Non è una “tesi ad hoc”, ma una regola rintracciabile in ogni storia di guerriglia (urbana e non), nell’esperienza dei Gap di città nella Resistenza, addirittura scritta nei manuali o nei “diari” dei protagonisti.

Troppo semplice, si dicono i dietrologi. In fondo tenere alta la tensione per 55 giorni è molto più “disarticolante”, apre più contraddizioni, ecc... Tutto vero, ma proprio queste considerazioni costringono – o costringerebbero un narratore intellettualmente onesto – a spostare l’analisi sul piano politico. Ossia: qual’era l’obiettivo politico di chi ha sequestrato Moro?

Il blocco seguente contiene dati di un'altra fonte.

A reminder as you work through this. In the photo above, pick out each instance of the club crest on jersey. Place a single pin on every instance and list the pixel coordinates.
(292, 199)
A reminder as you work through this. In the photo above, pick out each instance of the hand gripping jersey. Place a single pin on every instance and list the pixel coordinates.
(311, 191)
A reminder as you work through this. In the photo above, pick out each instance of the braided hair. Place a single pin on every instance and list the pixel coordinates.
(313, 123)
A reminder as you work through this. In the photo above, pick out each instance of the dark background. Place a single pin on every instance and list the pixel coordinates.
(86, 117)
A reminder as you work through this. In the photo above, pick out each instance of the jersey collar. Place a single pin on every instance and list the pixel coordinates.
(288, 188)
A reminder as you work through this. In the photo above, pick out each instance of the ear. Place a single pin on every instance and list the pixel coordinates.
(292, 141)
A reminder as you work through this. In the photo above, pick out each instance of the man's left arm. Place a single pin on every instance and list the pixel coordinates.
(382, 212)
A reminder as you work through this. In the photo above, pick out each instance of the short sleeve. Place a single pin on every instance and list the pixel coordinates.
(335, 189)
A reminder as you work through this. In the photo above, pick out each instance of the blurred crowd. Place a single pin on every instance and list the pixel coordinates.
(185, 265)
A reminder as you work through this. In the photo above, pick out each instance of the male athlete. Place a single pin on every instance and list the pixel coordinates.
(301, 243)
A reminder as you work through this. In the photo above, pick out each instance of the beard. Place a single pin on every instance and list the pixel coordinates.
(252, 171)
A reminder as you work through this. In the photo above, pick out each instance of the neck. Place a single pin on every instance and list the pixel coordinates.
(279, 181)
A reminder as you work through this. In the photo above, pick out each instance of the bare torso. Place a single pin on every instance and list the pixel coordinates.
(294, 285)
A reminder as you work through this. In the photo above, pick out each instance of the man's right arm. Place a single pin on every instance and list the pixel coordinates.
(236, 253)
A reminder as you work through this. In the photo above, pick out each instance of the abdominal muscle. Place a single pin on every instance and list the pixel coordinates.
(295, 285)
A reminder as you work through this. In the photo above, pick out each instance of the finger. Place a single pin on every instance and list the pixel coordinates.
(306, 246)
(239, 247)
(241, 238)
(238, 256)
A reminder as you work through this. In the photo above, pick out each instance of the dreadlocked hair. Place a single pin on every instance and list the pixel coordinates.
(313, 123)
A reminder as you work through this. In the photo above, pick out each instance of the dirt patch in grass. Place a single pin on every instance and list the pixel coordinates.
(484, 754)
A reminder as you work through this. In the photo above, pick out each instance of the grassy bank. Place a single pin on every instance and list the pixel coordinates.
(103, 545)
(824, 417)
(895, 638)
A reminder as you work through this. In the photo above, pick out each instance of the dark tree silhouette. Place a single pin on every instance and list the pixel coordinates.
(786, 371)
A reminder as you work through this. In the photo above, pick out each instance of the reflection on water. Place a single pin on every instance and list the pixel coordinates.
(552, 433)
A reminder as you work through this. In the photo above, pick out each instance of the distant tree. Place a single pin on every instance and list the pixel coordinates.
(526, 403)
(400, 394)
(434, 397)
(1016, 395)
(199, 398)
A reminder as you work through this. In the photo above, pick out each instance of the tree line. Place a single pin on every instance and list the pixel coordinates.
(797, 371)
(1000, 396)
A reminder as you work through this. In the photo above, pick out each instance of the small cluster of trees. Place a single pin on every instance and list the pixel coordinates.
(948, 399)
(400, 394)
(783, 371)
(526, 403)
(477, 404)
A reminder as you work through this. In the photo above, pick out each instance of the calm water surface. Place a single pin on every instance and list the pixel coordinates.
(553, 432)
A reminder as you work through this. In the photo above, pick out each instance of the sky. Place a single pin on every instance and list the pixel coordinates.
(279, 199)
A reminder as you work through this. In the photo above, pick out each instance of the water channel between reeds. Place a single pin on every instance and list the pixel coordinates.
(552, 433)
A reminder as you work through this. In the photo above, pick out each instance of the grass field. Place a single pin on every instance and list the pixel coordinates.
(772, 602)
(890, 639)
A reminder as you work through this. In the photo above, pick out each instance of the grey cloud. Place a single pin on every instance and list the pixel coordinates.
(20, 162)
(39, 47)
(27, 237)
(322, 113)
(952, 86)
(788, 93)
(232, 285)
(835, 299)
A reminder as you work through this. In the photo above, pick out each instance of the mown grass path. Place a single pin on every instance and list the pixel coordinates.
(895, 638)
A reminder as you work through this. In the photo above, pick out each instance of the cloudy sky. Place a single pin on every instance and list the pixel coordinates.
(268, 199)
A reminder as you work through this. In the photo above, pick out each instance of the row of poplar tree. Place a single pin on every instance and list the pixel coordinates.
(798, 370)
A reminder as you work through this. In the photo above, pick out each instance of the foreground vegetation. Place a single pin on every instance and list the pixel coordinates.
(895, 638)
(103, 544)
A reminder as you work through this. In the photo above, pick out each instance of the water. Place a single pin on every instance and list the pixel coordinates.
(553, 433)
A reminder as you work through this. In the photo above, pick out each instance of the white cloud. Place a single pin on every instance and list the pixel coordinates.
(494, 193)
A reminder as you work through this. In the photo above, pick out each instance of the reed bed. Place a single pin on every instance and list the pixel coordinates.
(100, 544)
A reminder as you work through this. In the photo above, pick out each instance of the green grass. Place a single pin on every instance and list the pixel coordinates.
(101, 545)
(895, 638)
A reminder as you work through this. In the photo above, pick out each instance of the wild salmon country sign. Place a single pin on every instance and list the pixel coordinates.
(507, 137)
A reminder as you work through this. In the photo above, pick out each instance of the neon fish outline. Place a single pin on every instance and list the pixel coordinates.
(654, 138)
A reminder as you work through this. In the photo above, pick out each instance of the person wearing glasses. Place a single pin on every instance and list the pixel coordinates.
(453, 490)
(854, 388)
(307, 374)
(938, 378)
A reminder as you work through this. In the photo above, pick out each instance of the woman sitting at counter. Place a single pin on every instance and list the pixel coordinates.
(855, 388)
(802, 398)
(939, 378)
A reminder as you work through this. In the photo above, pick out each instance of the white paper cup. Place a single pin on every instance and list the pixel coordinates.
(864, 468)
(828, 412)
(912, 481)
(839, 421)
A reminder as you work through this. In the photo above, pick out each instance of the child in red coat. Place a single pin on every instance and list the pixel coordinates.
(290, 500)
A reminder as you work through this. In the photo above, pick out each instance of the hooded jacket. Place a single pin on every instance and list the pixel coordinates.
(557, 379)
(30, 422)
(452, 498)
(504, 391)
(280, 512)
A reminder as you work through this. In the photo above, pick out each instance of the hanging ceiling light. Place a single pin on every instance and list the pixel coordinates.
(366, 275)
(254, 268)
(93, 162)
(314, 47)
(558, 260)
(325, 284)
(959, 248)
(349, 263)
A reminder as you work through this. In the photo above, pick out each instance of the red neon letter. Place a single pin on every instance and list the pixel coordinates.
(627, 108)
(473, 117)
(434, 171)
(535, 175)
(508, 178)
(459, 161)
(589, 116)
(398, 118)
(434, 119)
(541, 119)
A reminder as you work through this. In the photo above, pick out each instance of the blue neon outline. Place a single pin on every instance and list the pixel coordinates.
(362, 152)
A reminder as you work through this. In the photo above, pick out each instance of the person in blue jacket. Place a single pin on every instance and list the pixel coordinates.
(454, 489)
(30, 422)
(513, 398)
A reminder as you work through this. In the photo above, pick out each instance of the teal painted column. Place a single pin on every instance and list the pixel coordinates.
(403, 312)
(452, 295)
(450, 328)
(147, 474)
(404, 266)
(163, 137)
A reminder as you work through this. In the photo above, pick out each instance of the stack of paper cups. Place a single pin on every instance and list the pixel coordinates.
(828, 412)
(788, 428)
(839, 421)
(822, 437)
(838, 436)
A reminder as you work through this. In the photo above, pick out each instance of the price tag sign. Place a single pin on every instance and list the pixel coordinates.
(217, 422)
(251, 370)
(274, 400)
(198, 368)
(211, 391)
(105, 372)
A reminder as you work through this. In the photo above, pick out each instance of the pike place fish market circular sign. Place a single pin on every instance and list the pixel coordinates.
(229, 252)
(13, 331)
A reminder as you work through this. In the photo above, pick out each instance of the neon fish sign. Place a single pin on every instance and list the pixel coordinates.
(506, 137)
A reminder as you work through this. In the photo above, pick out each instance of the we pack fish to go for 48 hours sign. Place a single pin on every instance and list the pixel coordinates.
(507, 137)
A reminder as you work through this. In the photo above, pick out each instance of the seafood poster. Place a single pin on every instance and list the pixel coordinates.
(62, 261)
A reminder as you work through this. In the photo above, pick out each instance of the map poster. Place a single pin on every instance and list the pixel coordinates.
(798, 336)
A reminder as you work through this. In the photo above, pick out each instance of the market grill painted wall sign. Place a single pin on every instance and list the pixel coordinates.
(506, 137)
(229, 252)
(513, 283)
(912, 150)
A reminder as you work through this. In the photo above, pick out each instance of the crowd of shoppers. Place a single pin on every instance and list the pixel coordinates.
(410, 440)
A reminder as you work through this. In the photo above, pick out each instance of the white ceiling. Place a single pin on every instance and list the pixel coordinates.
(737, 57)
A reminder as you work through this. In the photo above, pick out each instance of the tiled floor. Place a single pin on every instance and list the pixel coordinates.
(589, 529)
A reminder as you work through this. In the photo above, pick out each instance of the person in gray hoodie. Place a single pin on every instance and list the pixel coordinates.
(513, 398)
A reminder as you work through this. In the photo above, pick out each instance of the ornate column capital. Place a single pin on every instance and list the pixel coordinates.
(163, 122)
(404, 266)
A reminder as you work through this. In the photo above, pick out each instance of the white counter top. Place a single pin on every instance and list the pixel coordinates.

Se c’è un obiettivo politico – costringere il potere a una trattativa (lo scambio di prigionieri come implicito “riconoscimento” della controparte come soggetto politico) – allora è evidente che nessuna conclusione poteva essere “già decisa”. La conclusione, in altri termini, sarebbe stata il risultato di una partita complessa, complicata, tortuosa e rischiosa per tutte le parti in conflitto. Una dinamica da tragedia, non da sceneggiato.

Il “buon” Mauro fissa invece l’attenzione sul termine “condannato”, indirizzando l’ignaro spettatore verso la sensazione che “tutto fosse già deciso”.

E dire che neanche i pentiti o dissociati che fa parlare avallano questa idea. E dire che ogni dettaglio di quei 55 giorni è stato descritto, narrato, motivato da ognuno dei protagonisti. Indipendentemente dal ruolo poi assunto (pentiti, dissociati, irriducibili).

Potremmo andare avanti a lungo, ma ci sembra inutile. A spiegare il reale atteggiamento dei brigatisti in quel frangente ci sembra assai più efficace questo sintetico passo di Barbara Balzerani:

Telefonammo alla famiglia del nostro prigioniero. Era pericoloso farlo, potevano intercettarci ma ci andammo anche come fosse un dovere, oltre che un atto politico. Chi stava a sentire avrebbe potuto capire che c’era un varco in cui la parola aveva forza di niente altro. Non fu pronunciata, neanche sussurrata. La fermezza a ogni costo, anche della rovina. Come in risposta a logiche altre rispetto a quanto succedeva. E non sono bastati tre decenni perché una parola in più venga spesa per motivare tanta insensata rigidità.

Forse un non detto, talmente banale da non poter dire, dietro le quinte della tragedia. Perché il tempo passato non dà ragione alle motivazioni allora addotte, né credibilità ai sibili di un freddo serpentario. Più vicino al vero la foto di gruppo di un ceto politico cieco e sordo, asserragliato nei suoi palazzi, che ancora oggi continua a fare per suo conto, mettendo stancamente in agenda la sua crisi di rappresentanza. Trent’anni dopo lo stesso linguaggio, nessun dubbio, nessuna tentazione di capire. Se non altro per non farsi sorprendere ogni volta che l’indisponibilità al cambiamento presenta il conto. Come in quegli anni quando l’arretratezza di un paese bloccato ci ha consentito di nascere, durare più di un decennio, condizionare, attrarre consenso. Come non fossimo in uno di quei paesi del ricco occidente ma sui monti di qualche serra.

Siamo stati i sintomi febbrili di un paese malato di finta condivisione di ragioni superiori, dove il perenne conflitto di poteri non raggiunge la dignità di forza di trasformazione, che preferisce cercare nell’occulto le cause della propria anomalia, che dentro il suo capace stomaco macina ogni conto aperto con la parola data. Un paese che non ha mai deciso di destituire del tutto il suo papa re.

Non ci voleva molto per fare tutto da soli.

Nella equivalente arretratezza di ragionamenti e prospettive buone per altre latitudini e stagioni, ci siamo immaginati un luogo del potere che non c’era.

Una classe dirigente capace di lungimiranza e governo dei conflitti.

Un paese spaccato in due.

L’esistenza in vita delle condizioni del comunismo rivoluzionario.

La complessità del processo mercantile di riordino globale per un fatto compiuto.

Ma abbiamo fatto tutto da soli.

Chi ci accusa di essere stati manovrati dovrebbe concederci almeno l’originalità di aver servito senza compenso, senza sconti di pena o salvacondotti all’estero. Un vero mistero.